Training magazine recently released its annual list of the top 125 companies that embrace employee training, and by glancing over some statistics about those organizations, a few trends start to emerge.
For one thing, most of the top 125 companies are really big. Verizon was ranked No. 1 on the list, with Farmers Insurance No. 2 and McDonalds at No. 5 (to be fair, a few smaller groups snuck in there as well). But on average, yearly revenue for the top 125 companies on the list was $5.9 billion in the U.S. and $11.3 billion worldwide.
More interesting, though, was an apparent discrepancy in the number of trainers these companies employed, on average, compared to industry standards. Back in January, Bersin and Associates released its annual Corporate Learning Facebook, a survey of the training industry landscape.
The Bersin study reported that corporations were, on average, employing fewer and fewer trainers per pupil than in the past. From 2006 to 2011, the number of learning and development professionals at companies had fallen from 6.7 per thousand students to 5.2 per thousand — mostly as a result of more training moving online, and having a greater number of in-house, non-teacher "Subject Matter Experts" leading training seminars.
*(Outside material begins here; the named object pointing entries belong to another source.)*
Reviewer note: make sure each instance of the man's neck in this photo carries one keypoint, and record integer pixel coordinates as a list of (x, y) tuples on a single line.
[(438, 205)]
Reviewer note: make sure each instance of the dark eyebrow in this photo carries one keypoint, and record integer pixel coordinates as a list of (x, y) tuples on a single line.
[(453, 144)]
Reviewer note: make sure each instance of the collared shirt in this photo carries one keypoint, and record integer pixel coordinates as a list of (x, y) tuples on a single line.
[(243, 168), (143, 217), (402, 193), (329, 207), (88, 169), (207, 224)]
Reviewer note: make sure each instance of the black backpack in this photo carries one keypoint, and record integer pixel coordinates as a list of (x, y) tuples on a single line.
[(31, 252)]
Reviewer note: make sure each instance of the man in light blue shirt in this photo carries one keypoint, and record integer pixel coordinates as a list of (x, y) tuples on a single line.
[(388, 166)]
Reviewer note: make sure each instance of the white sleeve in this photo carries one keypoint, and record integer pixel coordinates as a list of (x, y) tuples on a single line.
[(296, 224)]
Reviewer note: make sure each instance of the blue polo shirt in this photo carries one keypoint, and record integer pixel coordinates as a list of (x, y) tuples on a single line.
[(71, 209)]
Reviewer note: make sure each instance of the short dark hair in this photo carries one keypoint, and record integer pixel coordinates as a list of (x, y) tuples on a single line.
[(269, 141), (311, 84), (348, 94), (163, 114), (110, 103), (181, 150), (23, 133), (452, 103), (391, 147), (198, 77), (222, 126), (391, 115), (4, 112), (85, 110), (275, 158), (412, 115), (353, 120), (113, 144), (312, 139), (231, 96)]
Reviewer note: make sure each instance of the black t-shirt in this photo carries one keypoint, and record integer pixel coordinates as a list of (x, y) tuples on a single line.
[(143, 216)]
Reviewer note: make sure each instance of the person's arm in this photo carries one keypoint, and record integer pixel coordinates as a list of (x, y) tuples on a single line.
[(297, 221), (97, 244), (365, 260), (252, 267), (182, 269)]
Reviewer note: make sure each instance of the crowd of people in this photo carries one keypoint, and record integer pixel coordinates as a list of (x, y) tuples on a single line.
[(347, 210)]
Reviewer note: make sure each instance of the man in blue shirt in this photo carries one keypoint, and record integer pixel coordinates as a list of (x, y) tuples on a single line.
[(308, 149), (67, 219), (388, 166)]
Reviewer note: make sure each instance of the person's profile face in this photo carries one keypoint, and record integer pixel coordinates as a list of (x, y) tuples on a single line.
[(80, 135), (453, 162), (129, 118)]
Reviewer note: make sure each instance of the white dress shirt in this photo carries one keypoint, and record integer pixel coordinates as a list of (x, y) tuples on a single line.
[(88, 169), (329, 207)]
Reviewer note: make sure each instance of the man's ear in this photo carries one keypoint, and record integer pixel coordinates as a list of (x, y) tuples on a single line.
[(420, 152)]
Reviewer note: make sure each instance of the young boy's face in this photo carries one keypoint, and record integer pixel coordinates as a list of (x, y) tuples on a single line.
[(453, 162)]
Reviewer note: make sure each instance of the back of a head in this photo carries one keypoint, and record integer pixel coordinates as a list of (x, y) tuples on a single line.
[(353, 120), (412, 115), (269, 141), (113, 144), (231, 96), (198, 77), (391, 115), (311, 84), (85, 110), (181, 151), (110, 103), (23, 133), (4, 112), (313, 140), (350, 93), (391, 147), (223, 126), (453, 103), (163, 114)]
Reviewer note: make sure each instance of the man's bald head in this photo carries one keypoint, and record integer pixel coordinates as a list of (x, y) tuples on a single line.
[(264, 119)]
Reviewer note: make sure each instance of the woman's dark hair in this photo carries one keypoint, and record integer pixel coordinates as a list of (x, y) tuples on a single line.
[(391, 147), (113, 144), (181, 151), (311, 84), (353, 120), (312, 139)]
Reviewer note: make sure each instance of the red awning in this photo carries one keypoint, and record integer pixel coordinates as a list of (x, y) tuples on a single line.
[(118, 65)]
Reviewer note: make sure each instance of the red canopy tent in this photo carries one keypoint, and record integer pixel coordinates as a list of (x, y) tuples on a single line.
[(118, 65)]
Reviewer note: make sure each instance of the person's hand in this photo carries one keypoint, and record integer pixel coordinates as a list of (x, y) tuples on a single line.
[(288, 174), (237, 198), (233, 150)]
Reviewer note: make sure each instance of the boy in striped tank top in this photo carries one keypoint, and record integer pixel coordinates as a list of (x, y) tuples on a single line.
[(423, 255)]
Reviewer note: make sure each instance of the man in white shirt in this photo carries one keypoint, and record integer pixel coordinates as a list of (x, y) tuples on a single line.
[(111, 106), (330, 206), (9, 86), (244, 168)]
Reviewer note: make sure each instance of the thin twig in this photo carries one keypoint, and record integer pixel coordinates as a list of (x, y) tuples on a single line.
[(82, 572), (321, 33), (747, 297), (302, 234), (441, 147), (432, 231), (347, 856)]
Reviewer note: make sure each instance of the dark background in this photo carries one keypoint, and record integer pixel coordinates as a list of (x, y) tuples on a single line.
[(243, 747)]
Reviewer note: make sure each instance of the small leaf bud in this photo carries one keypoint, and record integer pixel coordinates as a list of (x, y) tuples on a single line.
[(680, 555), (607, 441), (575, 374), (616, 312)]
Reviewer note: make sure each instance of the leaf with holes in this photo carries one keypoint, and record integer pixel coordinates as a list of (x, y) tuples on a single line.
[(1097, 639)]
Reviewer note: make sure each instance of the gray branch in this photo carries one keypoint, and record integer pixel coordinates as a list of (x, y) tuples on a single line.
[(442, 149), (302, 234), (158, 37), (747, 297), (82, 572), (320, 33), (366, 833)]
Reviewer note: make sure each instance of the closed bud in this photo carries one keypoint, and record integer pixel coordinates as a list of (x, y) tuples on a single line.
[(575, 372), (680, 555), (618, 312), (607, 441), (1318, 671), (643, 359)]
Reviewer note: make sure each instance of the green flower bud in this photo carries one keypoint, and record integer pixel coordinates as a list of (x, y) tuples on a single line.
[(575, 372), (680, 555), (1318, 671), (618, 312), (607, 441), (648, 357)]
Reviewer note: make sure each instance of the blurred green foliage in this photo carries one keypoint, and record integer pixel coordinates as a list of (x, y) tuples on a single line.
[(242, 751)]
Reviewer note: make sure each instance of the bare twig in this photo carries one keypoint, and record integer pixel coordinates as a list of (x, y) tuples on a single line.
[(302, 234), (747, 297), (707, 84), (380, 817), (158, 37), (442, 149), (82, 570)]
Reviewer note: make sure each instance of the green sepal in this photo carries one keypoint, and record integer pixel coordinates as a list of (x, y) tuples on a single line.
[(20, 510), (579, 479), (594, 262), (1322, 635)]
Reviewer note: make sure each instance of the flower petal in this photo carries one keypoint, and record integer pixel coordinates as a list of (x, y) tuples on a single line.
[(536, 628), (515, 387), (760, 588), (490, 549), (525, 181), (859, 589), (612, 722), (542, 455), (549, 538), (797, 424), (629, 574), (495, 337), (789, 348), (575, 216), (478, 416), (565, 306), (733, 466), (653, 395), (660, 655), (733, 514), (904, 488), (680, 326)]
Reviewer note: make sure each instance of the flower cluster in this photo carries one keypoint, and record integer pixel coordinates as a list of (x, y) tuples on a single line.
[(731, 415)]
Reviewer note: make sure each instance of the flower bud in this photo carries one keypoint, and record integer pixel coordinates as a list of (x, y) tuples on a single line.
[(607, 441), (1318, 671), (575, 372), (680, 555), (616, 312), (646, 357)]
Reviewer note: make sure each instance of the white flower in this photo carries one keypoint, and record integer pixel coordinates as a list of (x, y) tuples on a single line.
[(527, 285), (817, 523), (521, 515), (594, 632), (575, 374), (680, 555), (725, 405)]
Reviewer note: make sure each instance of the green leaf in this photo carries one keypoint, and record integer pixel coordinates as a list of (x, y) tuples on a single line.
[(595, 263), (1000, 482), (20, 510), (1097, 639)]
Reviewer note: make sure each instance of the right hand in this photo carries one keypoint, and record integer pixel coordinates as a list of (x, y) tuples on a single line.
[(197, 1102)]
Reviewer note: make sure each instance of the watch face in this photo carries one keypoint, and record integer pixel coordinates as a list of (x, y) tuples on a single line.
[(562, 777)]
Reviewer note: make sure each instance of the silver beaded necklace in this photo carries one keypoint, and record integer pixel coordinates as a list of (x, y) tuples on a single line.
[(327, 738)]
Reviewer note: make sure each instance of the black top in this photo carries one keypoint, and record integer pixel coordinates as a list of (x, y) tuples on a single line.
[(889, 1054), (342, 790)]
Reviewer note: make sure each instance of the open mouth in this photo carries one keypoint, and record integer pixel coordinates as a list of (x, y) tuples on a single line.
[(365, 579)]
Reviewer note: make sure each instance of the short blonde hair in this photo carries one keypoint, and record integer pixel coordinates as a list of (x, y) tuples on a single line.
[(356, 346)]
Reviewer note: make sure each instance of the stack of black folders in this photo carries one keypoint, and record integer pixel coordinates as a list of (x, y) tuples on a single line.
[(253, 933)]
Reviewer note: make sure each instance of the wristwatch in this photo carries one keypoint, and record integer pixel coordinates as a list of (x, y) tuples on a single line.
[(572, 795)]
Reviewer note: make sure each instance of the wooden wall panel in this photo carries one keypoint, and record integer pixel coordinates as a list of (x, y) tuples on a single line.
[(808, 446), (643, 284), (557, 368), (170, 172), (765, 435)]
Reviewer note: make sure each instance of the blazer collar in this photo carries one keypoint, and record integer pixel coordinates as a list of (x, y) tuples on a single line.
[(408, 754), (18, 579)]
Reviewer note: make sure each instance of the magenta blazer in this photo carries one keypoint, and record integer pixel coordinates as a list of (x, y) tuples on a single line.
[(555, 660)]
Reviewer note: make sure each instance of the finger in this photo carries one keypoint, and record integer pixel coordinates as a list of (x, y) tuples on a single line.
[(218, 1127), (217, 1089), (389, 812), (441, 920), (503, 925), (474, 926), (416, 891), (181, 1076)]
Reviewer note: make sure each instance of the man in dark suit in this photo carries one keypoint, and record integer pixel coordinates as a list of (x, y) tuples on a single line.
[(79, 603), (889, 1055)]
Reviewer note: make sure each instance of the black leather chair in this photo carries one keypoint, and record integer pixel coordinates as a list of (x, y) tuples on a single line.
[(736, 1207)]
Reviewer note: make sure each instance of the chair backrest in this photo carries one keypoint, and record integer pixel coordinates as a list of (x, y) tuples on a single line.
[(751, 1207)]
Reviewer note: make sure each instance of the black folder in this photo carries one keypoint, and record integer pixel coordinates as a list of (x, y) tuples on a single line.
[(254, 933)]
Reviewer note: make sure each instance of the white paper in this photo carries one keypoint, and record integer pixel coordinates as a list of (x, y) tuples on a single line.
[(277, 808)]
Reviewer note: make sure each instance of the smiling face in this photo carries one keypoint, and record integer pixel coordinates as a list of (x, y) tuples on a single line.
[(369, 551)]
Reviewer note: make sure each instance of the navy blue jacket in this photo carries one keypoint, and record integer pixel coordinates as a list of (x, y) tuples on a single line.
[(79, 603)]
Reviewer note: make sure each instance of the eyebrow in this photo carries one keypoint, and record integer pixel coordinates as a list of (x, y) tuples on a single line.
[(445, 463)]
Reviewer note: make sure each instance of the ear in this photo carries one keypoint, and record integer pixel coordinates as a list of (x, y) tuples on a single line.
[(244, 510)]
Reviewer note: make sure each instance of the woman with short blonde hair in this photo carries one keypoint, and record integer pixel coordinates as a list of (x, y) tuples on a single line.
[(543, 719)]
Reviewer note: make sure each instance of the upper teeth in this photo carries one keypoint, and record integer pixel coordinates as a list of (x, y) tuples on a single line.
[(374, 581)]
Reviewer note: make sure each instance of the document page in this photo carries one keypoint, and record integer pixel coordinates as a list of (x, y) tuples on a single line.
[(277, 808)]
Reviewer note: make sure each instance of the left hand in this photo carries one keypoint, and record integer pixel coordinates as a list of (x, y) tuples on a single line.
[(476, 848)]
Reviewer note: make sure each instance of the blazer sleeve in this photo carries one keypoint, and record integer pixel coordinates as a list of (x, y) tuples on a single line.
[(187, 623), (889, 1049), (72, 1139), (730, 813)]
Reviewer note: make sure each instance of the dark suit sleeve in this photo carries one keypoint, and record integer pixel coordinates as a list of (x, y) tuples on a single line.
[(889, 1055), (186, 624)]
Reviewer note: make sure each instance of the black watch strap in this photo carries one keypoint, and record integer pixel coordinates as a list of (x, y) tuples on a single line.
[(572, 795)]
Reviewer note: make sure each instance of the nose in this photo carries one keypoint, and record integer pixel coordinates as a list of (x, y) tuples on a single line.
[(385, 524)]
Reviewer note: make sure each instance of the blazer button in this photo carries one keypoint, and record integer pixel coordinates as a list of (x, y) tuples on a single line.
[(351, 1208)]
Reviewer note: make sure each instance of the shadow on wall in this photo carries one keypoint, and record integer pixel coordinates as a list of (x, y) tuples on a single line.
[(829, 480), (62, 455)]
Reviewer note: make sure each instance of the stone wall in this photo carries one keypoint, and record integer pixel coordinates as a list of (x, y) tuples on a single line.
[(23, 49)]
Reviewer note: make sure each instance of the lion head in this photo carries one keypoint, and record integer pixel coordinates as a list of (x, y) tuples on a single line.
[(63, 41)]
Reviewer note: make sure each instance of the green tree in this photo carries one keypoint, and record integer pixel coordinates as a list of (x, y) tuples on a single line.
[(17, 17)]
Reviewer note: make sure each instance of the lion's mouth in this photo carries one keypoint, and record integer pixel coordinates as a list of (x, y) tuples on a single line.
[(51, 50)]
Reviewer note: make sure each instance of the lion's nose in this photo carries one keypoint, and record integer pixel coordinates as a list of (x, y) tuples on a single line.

But among the Training top 125, the ratio appears to be much higher. On average, the top 125 companies employed 232 full-time trainers and 395 part-timers, and trained an average of 41,890 employees. That comes out to close to 15 instructors per thousand students.
Even allowing for the fact that with a smallish sample size, a few really huge companies (such as McDonalds or Verizon) can skew the numbers, that ratio still stands out. The companies singled out by Training magazine, on average, employed almost three times as many trainers than normal.
And the money being spent on training backs that up. According to the Bersin study, companies spent an average of $800 per learner. But among the top 125 companies, the per-pupil spending is up to $3,465 — more than four times as much.
It's clear that these companies have invested a lot more in their training budgets than most. What do these numbers mean to you?